The security researcher warning is right, but you must put this warning on the context of your application to know if it is relevant.
You listed the "root detection" as an important security feature of your app.
Being a security expert myself, I would point out that root detection can be easily bypassed. Not only on virtual machines: but in physical devices as well. Many frameworks that claim to do root detection do not detect many rooted devices and detect some normal ones as rooted. Even if was the case, the client-side of any application can be easily reverse-engineered. A motivated attacker will be able to access your back-end interface bypassing the client-side app altogether. This means that any checks on the client-side can be bypassed and any calculation messed with. No client-side check or calculation can be trusted.
It is possible to create a trusted client, but it requires proprietary hardware, proprietary operating system and software. Game consoles and cable networks do that, but still suffers a lot with piracy which should count as a good example of how difficult is to tamper-proof a device. This strategy is theoretically possible, but fails on practice because it is too expensive, steal and prevent investments on the product functionality that becomes weak and obsolete in front of its competition.
How secure does it need to be?
There is no such thing as a secure/safe app. Security is about understanding the risks, the likelihood and size of the losses it can cause and identify contingencies and mitigation strategies to keep a healthy profit margin. The questions you should be asking are:
- what happens when the "root detection" fails?
- what kinds of attacks the "root detection" is supposed to protect against?
- what is the likelihood of that to happen?
- what kinds of losses can a "root detection" fail cause?
- are there other protections against that?
- is it possible to detect those kinds of violations fast?
- is it possible to trigger contingencies that reduce or eliminate the losses?
- will the company still be profitable with those losses?
All important logic must be server-side
You seem bothered with the possibility of an attacker being able to install your app in a virtual environment. I suspect that many of the security checks and important calculations are on the client-side. If it is the case, you really need to redesign your app to move all controls to the server-side:
The back-end interface APIs exposed to the user networks must require authentication of the user.
The back-end interface APIs must limit what the user can see and do. The access limits should be imposed by the server-side, never by the client-side. With the exception, of course, of services that do not include sensitive information and commands;
The back-end interface APIs must account for the possibility of brute-force attacks. An attacker can download huge portions of your database and guess weak passwords and confirmation codes by attempting them all.

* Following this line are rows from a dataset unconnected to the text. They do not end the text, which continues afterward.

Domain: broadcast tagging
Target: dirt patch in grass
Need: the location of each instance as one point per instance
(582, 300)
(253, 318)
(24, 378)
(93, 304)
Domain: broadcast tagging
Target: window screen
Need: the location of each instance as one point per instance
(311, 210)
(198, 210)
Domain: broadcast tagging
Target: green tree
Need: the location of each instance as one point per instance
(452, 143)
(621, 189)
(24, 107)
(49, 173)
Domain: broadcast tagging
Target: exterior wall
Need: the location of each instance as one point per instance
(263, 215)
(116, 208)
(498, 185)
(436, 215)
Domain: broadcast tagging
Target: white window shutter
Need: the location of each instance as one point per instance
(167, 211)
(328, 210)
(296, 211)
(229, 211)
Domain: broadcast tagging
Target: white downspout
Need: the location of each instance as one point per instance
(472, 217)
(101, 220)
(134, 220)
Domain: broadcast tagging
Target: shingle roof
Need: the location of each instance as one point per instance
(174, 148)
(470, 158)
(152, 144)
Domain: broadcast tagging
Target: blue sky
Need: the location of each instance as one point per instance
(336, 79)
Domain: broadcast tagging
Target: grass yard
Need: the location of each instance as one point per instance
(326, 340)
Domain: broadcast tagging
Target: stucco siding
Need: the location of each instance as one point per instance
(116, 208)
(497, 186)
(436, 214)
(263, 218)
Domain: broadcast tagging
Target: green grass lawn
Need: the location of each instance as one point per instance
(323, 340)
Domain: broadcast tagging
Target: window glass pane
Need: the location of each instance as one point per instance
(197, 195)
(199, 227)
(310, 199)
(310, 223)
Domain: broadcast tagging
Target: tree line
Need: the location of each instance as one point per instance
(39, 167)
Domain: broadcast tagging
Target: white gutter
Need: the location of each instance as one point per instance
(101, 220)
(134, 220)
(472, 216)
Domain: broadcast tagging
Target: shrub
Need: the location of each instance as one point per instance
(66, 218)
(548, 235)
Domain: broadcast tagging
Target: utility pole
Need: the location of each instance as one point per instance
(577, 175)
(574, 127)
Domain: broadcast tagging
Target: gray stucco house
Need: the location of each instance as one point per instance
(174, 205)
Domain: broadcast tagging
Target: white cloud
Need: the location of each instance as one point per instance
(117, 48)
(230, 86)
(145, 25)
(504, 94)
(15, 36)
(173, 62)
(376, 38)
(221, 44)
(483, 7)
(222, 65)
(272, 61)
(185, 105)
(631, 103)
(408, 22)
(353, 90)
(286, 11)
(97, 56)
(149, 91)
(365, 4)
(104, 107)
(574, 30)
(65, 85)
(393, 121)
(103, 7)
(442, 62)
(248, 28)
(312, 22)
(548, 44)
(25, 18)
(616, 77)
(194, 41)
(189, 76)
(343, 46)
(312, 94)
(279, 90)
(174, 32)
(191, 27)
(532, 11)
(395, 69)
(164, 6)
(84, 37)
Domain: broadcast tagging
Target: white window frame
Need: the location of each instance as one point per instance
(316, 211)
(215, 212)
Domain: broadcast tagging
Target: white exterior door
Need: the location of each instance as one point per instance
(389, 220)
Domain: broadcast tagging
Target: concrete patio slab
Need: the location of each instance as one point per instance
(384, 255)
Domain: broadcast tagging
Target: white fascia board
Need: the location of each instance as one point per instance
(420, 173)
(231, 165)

The internal APIs - those used by the back-end and not exposed to the user networks - compose an inner service layer that should use service users or client certificates to authentication. The information of the real user should be propagated to those services for logging purposes.

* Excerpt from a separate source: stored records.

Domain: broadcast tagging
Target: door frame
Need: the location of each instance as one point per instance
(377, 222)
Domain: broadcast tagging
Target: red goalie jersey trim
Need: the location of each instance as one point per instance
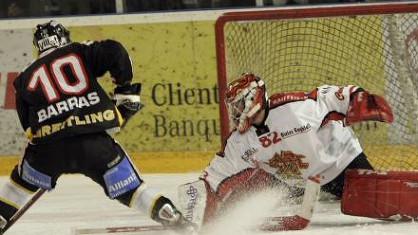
(382, 195)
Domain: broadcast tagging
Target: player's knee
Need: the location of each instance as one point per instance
(14, 194)
(19, 181)
(122, 181)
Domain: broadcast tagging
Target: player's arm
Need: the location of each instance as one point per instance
(353, 104)
(110, 55)
(21, 108)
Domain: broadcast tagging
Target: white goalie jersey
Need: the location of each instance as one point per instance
(303, 135)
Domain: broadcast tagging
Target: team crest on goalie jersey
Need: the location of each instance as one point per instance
(288, 163)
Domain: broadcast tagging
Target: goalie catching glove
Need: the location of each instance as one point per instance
(167, 214)
(368, 107)
(127, 100)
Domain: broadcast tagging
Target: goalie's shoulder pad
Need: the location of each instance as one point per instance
(279, 99)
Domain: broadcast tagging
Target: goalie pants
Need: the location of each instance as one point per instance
(91, 155)
(252, 180)
(336, 186)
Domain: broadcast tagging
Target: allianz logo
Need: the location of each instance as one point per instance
(296, 131)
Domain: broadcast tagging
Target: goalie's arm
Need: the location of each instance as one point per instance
(352, 104)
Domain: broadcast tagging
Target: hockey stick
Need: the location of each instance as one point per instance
(125, 229)
(302, 219)
(132, 229)
(22, 210)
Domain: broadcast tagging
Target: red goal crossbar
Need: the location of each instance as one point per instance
(290, 13)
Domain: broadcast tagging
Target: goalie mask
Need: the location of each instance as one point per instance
(245, 97)
(50, 35)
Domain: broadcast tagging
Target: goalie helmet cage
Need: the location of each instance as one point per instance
(374, 46)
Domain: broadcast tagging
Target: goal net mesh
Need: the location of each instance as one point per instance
(378, 52)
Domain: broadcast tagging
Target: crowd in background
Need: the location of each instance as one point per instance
(39, 8)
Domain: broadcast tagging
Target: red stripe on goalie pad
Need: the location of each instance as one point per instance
(391, 195)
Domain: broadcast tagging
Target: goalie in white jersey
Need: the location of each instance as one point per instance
(295, 133)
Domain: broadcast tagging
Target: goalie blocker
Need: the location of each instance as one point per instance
(388, 195)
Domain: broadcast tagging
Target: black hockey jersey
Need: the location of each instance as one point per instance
(59, 96)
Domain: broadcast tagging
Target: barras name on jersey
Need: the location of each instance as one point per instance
(58, 95)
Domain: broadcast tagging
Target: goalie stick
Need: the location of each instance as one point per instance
(22, 210)
(271, 224)
(302, 219)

I know that this is very disappointing. With those restrictions, the back-end interface APIs must be very specific to the app workflows and therefore less reusable. Unfortunately, only internal APIs can be reusable. This also means the back-end developers will need to understand very well the user experience, the designed workflows and work closely with the front-end teams which are things most developers do not like or are prepared to do.
Even with all the important logic on the server, it is necessary to design the workflows to account for other risks
If the app follows the guidelines mentioned above, it does not matter if the client-side app is tampered with on an attacker's device. He or she will not be able to do anything other than what the user credentials they have would allow them to do via the official client-side app.
But if a real user device is rooted, malware will be able to:
- bypass rooted device detection;
- capture user credentials;
- redirect the user to a false page;
- redirect the user to a false app;
- remote control the device;
Those attacks are not very common. Those are difficult because usually require the user to do complicated procedures. But if the product is expensive or the information is too sensitive, those attacks must be taken seriously.
If your concern is because your "salespeople" deal with expensive products in which losses are large and not easily recoverable, you must consider secondary barriers such as:
- supervisor validation on larger operations;
- validate the delivery address with several external databases;
- improve tracking of the deliveries;
- impose time constraints on deliveries according to the risk.
If this still not enough, you may choose to provide a company-owned device that is locked to prevent external app installation and have the USB locked only to charge. I know a few people that walk around with three corporate phones of different companies all the time: it is still a thing.
Develop good logs and monitor them
Monitoring is also a good strategy to avoid many losses. Backtracking the losses on the logs allows better understanding on how they happen and what have failed, propose changes to the products or at least monitor that situations to get early warnings of similar situations on the future.
If the logs are detailed enough, there are techniques of behavior biometry that are easy to implement and can detect many kinds of intrusions and some kinds of operational mistakes early enough to prevent losses.
You have a desktop version?
When you said "We have a mobile version of the product", it sounded like you have another. Do you have a desktop version? Desktop operating systems are rooted by default and there is no app isolation. If you can live with a desktop version, you probably do not even need root detection in the first place.
It is a good thing to continuously improve security, and you should do it, but you can expect the mobile version to be safer than the desktop one unless you make a horrible mistake in the new development.